Quedé tumbada en el suelo jadeando, ebria por un sentimiento que me ahogaba, porque esa entrega en el más absoluto silencio dejó en mi boca un sabor agridulce: mis labios están huérfanos de los besos de mis hombres. Es verdad que nuestras noches son increíbles, que me follan con intensidad, pero yo necesito algo más; necesito hacer el amor, porque no soy un pedazo de carne con patas, soy la mujer de los dos hermanos y, en ese momento, descubro aterrada qué estoy enamorada de ellos, qué mis maridos no son una ficción, qué ambos son los dueños, no solo de mi cuerpo, también de mi corazón. ¡Qué Berto llegó para quedarse, siempre entre los dos!

*

Una vez saciados de sexo —por el momento— continuamos discutiendo mi propuesta y, al fin, la aceptamos los tres. Esta noche le tocaba el turno a Berto y así sucesivamente, aunque ya no es lo mismo: nos falta tiempo, carne y ... besos. Pero todos entendemos que debemos sacrificarnos por el bebé que respira en mi vientre y que ya da pataditas.

Tres días después, cenábamos Juan y yo una triste ensalada.   Esa noche le tocaba a él acostarse conmigo, era una obligación que nos habíamos autoimpuesto. Tan solo eso, una obligación rutinaria.

—¿Qué te ocurre, Marisa?  —pregunta Juan— hace días que te siento triste, cómo desganada.

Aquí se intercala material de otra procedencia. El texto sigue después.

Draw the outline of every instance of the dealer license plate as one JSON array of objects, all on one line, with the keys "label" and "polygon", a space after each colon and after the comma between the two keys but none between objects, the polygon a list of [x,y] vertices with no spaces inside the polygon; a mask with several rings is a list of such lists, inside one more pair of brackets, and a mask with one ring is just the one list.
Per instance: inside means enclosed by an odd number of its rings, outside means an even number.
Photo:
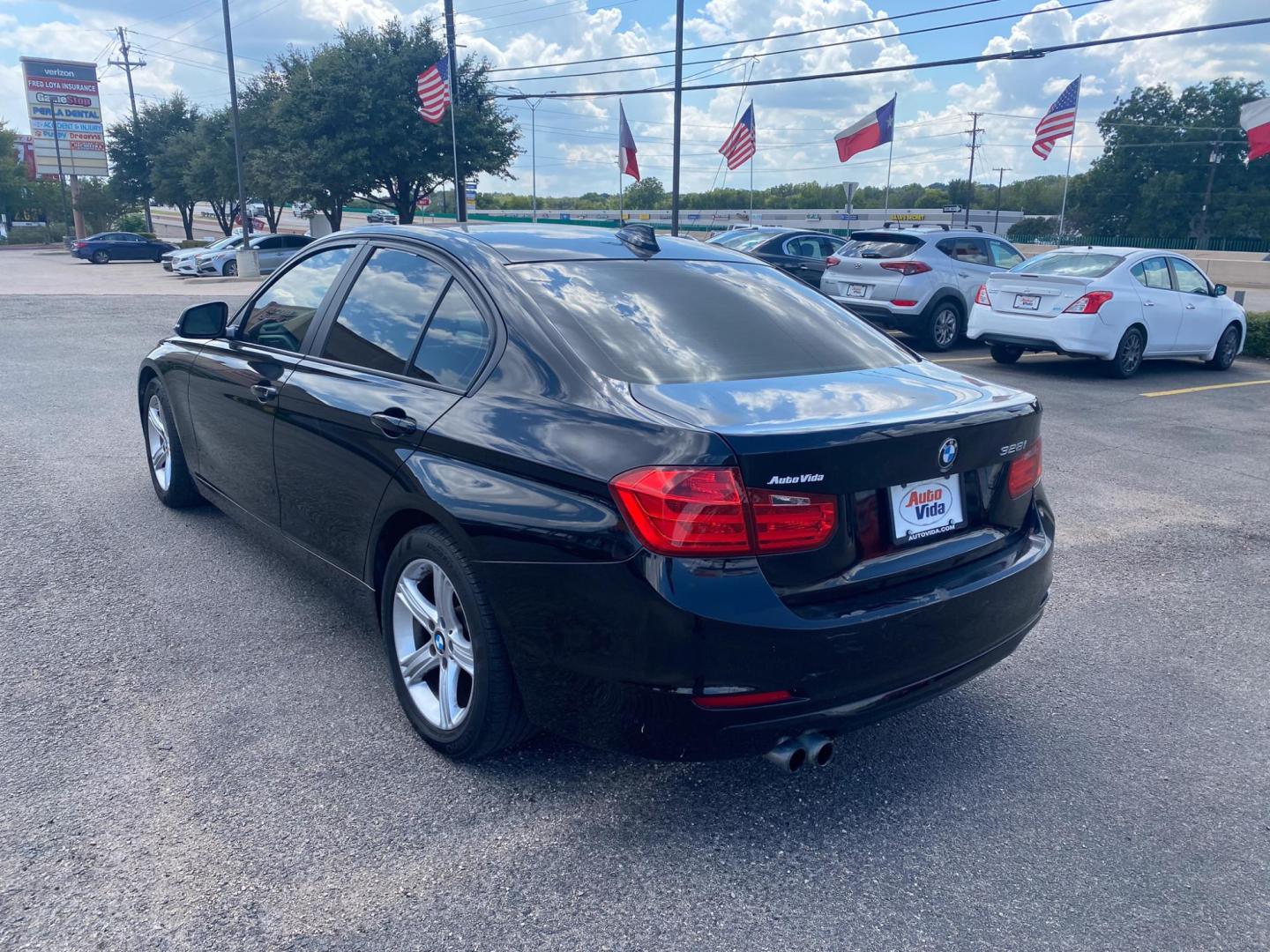
[{"label": "dealer license plate", "polygon": [[890,487],[890,524],[895,542],[956,532],[965,526],[960,476],[940,476]]}]

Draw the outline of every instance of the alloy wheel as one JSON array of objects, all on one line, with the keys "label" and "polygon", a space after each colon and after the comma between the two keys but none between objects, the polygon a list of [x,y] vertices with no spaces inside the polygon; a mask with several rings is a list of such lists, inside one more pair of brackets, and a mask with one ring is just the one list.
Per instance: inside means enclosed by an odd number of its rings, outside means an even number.
[{"label": "alloy wheel", "polygon": [[411,703],[434,729],[456,730],[471,710],[476,659],[455,584],[429,559],[398,579],[392,642]]},{"label": "alloy wheel", "polygon": [[150,397],[146,407],[146,446],[150,449],[150,468],[155,482],[164,493],[171,485],[171,446],[168,442],[168,424],[163,419],[163,404],[159,395]]},{"label": "alloy wheel", "polygon": [[956,340],[956,311],[951,307],[942,307],[935,315],[935,326],[931,336],[935,338],[935,343],[941,350],[952,347]]}]

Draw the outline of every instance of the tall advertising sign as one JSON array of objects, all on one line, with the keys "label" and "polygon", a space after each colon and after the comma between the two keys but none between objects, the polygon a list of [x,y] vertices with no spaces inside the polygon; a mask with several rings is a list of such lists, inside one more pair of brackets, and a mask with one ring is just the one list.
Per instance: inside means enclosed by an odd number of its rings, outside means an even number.
[{"label": "tall advertising sign", "polygon": [[[39,175],[108,175],[97,63],[22,57]],[[56,138],[55,138],[56,129]]]}]

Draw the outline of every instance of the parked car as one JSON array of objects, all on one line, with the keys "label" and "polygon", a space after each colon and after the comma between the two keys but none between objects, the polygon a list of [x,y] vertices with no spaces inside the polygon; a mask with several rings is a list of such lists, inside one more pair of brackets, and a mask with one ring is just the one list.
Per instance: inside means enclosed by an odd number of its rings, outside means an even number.
[{"label": "parked car", "polygon": [[842,248],[845,240],[823,231],[756,226],[724,231],[706,244],[744,251],[818,288],[826,260]]},{"label": "parked car", "polygon": [[71,242],[71,254],[93,264],[109,261],[159,261],[177,246],[168,241],[147,239],[131,231],[103,231]]},{"label": "parked car", "polygon": [[829,260],[820,288],[874,324],[949,350],[984,279],[1022,260],[1012,244],[978,228],[883,227],[855,232]]},{"label": "parked car", "polygon": [[1247,319],[1189,258],[1130,248],[1063,248],[979,288],[966,335],[998,363],[1026,350],[1096,357],[1114,377],[1143,360],[1198,357],[1228,369]]},{"label": "parked car", "polygon": [[137,397],[159,500],[359,593],[458,759],[545,727],[823,762],[1008,655],[1050,584],[1035,397],[643,225],[328,235],[187,310]]},{"label": "parked car", "polygon": [[[265,232],[255,235],[248,246],[260,253],[260,274],[269,274],[311,241],[309,235],[269,235]],[[203,251],[194,255],[192,264],[196,274],[222,274],[231,278],[237,274],[237,251],[231,248]]]},{"label": "parked car", "polygon": [[189,273],[196,273],[193,267],[194,259],[201,254],[207,254],[210,251],[224,251],[231,248],[237,248],[243,244],[243,232],[230,235],[229,237],[222,237],[218,241],[213,241],[203,248],[178,248],[171,251],[166,251],[163,258],[163,269],[165,272],[179,272],[180,265],[184,261],[190,263]]}]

—No pasa nada, cielo —susurro mientras escarbo la ensalada con el tenedor—, es solo qué, desde que alcanzamos el acuerdo del día de abstinencia, nada es lo mismo. —lo miro directamente a los ojos— ¡Y tú lo sabes, Juan!, seguís follándome cada noche descargando en mis entrañas vuestro deseo sexual, pero cuando se corre tu hermano yo pienso en ti y cuándo tú arrancas mis orgasmos pienso que es Berto el que está entre mis piernas —tomo aire y sigo— Necesito más, Juan. Ansío vuestro amor: el de los dos. Ya no me conformo con nuestros maratones sexuales. Estoy profundamente enamorada de ...  de mis dos maridos.

—¡Vaya, ahora resulta qué .....!

Justo en ese momento Berto entró en escena. Aunque no habíamos escuchado el sonido de las puertas se plantó bajo el dintel de la del comedor, enlazando con el brazo derecho la estrecha cintura de una criatura rubia, ojos azules y rostro de adolescente. Del resto del cuerpo, mejor no os hablo. De momento.